Here we look at the FitzHugh–Nagumo model, given by

\[\begin{aligned}\pd{u}{t}&=\nabla^2 u +u-u^3-v,\\ \pd{v}{t}&=D\nabla^2v+ \varepsilon_v(u-a_v v-a_z),\end{aligned}\]

where we take $D>1$.

  • Load the FitzHugh–Nagumo simulation

  • Click in the domain to initiate a pattern-forming instability, which will form roughly concentric rings as it expands.

  • This system has many different kinds of solutions which are stable over long time periods. To see this, change the initial condition, under  Initial conditions so that $u|_{t=0}$ has the value ‘RAND’. Then press to restart the simulation. It should now exhibit patterns which are much more spot-like.

Turing–Hopf bifurcations

We now vary the parameters from the previous simulation so that it supports both pattern formation, but also oscillations. These oscillations come from steady states undergoing Hopf bifurcations. In such regimes, one can often find a range of complex spatial, temporal, and spatiotemporal behaviours, many of which can be simultaneously stable for different initial conditions.
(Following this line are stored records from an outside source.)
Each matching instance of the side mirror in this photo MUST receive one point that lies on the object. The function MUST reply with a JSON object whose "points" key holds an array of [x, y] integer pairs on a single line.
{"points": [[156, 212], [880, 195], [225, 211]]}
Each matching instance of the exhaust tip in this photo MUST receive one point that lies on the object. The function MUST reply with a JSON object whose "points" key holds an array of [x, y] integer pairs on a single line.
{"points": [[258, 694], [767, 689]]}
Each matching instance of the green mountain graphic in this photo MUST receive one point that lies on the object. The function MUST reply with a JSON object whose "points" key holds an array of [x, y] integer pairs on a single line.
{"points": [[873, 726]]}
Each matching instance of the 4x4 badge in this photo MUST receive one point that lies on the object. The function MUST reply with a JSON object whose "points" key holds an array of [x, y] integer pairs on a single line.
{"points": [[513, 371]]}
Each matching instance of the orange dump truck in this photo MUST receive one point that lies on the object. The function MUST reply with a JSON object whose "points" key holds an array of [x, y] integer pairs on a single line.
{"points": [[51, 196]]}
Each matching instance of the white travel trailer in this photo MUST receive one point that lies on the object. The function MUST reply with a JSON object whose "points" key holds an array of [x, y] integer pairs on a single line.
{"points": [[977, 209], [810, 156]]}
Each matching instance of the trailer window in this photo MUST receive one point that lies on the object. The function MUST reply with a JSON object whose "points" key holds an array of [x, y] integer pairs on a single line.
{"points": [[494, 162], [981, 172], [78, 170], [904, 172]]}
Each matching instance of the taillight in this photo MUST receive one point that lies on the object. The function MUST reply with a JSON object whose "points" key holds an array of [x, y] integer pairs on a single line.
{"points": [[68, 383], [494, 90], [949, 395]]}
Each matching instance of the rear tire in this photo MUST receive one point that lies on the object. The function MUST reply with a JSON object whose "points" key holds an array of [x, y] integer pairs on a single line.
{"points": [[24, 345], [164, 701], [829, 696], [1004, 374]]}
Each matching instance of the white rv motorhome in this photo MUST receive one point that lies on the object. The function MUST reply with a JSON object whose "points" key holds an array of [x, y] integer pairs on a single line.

To illustrate this, we consider the initial conditions

\[u(x,y,0) = \cos\left(\frac{m \pi x}{L}\right)\cos\left(\frac{m \pi y}{L}\right), \quad v(x,y,0)=0,\]

for some integer $m$ and domain length $L=280$.

  • Load the Turing-Hopf simulation

  • This simulation can display long-time solutions that exhibit all three kinds of behaviour, depending on the values of $m$, $D$, and the other parameters. Try $m=4$, $m=3$ and $m=6$ for example.

Three-species variant

A three-species variant of the FitzHugh–Nagumo model is

\[\begin{aligned}\pd{u}{t}&=\nabla^2 u +u-u^3-v,\\ \pd{v}{t}&=D_v\nabla^2v+ \varepsilon_v(u-a_v v-a_w w-a_z),\\ \pd{w}{t}&=D_w\nabla^2w+ \varepsilon_w(u-w).\end{aligned}\]
  • Load the three-species simulation

  • The simulation demonstrates the dynamics of this system in a regime which has both homogeneous limit cycles and pattern formation competing against one another.

  • The initial pattern formed in this simulation will eventually be destroyed by the oscillations. You can increase the value of $a_v$ to stabilise the pattern for longer, and if $a_v \geq 0.3$, the pattern will eventually overtake the oscillations and fill the entire domain.